Identification of p-NF-κB as a significant predictor for worse outcome also raises the possibility that p-NF-κB may be an important therapeutic target for clinical intervention. Activation of NF-κB has been correlated with radiation resistance in human head and neck squamous cell carcinoma.25 Using cultured head and neck squamous cell carcinoma from mice, a gene microarray study reports that increased activation of the NF-κB pathway is accompanied by the altered expression of several genes that can regulate NF-κB.9 It is importantly noted that these altered genes include those responsible for proteasome function and I-κB degradation such as ubiquitin-activating enzyme E1, Nedd-8 and LMP-7. Since a potent proteasome inhibitor, Velcade (bortezomib, formerly called PS-341), has been shown to inhibit tumor growth, partially achieved by inhibiting DNA-binding activity of NF-κB,26, 27 such an inhibitor may have potential in treating head and neck squamous cell carcinoma. Furthermore, p53 overexpression in head and neck squamous cell carcinoma has been associated with poor clinical outcome28, 29 and p53 appears to be an additional target for Velcade in several recent studies.30, 31, 32 Velcade, targeting both NF-κB and p53, may be potentially important in controlling the growth of head and neck squamous cell carcinoma.

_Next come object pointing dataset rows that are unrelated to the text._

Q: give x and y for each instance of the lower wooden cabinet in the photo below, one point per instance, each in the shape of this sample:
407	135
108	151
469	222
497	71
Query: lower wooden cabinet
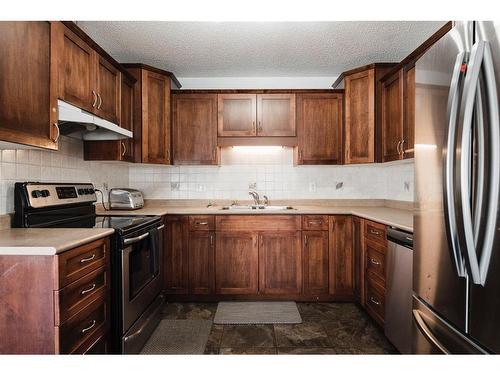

In addition, the staining intensity of p-NF-κB and p53 may be used as markers for predicting drug effects of Velcade. Our recent study found good correlation between nuclear p-NF-κB staining and inhibitory effects of Velcade in breast cancer cell lines.33 Curcumin represents another potential therapeutic option in squamous cell carcinoma of the tonsil by virtue of its ability to inhibit the growth and survival of human head and neck squamous cell carcinoma cells via modulation of NF-κB signaling.34 The latter is accomplished through curcumin's ability to abrogate I-κB alpha kinase (IKK), which is needed for NF-κB activation. Curcumin is also attractive because of its apparent use and relative pharmacological safety in humans.34, 35

In summary, this investigation demonstrated overexpression of EGFR, p-Akt and p-NF-κB for squamous cell carcinoma of the tonsil and associated high-grade dysplasia, as compared with adjacent non-neoplastic squamous epithelium and tonsillar controls. Overexpressed and translocated p-NF-κB was a marker significantly related to poor prognosis in patients with high-grade dysplasia or squamous cell carcinoma of the tonsil.